Dans la nuit d'été, soudain s'entendent au loin le vrombissement de moteurs d'avions.. Le bruit se rapproche.. vers 3 heures, le groupe Mottois est réunis sur la place. une heure aprés environ, le bruit sourd des avions survole le village. Soudain Maurice entend le fracas de tuiles cassées sur la petite remise qui servait à loger l'âne et la charette du cantonier au bas du cours de Trésavaou. Il s'approche, aide le parachutiste à se liberer de son parachute et descendre du petit garage. Puis c'est au tour de la maison d'Adrien CHABERT, à l'angle de la place, là, Maurice, aidé de RAMELLA décrochent le para complètement sonné, tombé tête première.  Son réflexe est de les braquer se son arme, mais les résistants montrent vite leur brassards fraichement confectionnés.

Au levé du jour, Maurice comme beaucoup d'autres membres du groupe vont servir de guide aux parachutistes pour les guider vers le Mitan. 

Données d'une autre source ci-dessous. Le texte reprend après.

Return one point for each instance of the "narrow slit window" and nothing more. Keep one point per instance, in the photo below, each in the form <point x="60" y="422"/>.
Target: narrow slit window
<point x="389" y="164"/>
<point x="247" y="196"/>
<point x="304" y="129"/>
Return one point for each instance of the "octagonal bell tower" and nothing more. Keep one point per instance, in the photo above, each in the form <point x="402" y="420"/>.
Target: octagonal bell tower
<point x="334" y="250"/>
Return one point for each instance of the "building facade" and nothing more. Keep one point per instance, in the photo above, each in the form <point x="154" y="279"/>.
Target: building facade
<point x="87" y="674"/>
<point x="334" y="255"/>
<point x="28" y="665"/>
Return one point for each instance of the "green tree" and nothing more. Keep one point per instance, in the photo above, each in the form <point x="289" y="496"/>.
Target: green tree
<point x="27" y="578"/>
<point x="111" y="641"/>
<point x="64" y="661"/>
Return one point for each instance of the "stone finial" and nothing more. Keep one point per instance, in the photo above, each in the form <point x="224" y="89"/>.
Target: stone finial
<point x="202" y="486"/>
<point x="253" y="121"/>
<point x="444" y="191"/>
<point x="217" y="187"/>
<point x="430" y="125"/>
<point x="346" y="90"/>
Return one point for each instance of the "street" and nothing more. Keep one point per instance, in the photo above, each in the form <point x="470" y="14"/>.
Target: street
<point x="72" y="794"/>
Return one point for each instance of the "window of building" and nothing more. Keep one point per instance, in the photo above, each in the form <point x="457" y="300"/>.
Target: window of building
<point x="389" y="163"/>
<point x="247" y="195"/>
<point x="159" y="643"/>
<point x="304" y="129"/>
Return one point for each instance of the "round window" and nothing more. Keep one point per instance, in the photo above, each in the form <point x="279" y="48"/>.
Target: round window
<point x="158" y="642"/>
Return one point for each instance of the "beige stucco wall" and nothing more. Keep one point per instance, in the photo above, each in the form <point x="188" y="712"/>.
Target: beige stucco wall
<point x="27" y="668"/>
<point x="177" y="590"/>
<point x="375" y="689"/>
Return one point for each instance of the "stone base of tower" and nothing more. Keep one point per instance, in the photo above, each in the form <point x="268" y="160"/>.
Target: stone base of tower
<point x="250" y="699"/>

Arrivé au Mitan, il fait la rencontre d'un sergent Français qui le conduit auprés du général FREDERICK qui, bléssé à la cheville, lisait une carte assit dans une brouette devant la ferme LAVAGNE. 

Il restera quelques heures au Mitan, puis retournera à la Motte ou le capitaine BOFFY avait établit son PC et où à ses cotés s'était rassemblé un groupe d'une vingtaine de parachutistes Anglais. 

Le capitaine Français donne l'ordre à LEYCURAS de conduire le groupe au Mitan, et voilà Maurice à nouveau en route pour le hameau par le chemin des Ribas, puis Fontcyrille.

En chemin, ils sont pris sous le feu d'une mitrailleuse Allemande, et le dernier de la colonne s'affale sur le sol. 

L'homme sera récupéré par ses camarades que plus tard à la fin du combat.

Maurice devra éffectuer malgré son temps dans la résistance  en 1945 son service national. Il choisira l'aviation et sera affecté à la base aérienne 716 de Nimes- Courbessac.

A son retour, il crééra son entreprise d'electricien en batiment et finira sa vie à la Motte apprécié des habitants qui se souviendrons de son humour légendaire.

Mars 1945, Maurice LEYCURAS à la base de Nimes, corvée de cuisine...
Mars 1945, Maurice LEYCURAS à la base de Nimes, corvée de cuisine...

Merci à Maurice de nous avoir reçu et raconté ses années mémorables, et à son neuveu de nous avoir confié ses documents et matériel retrouvés lors de la restauration de son domicile.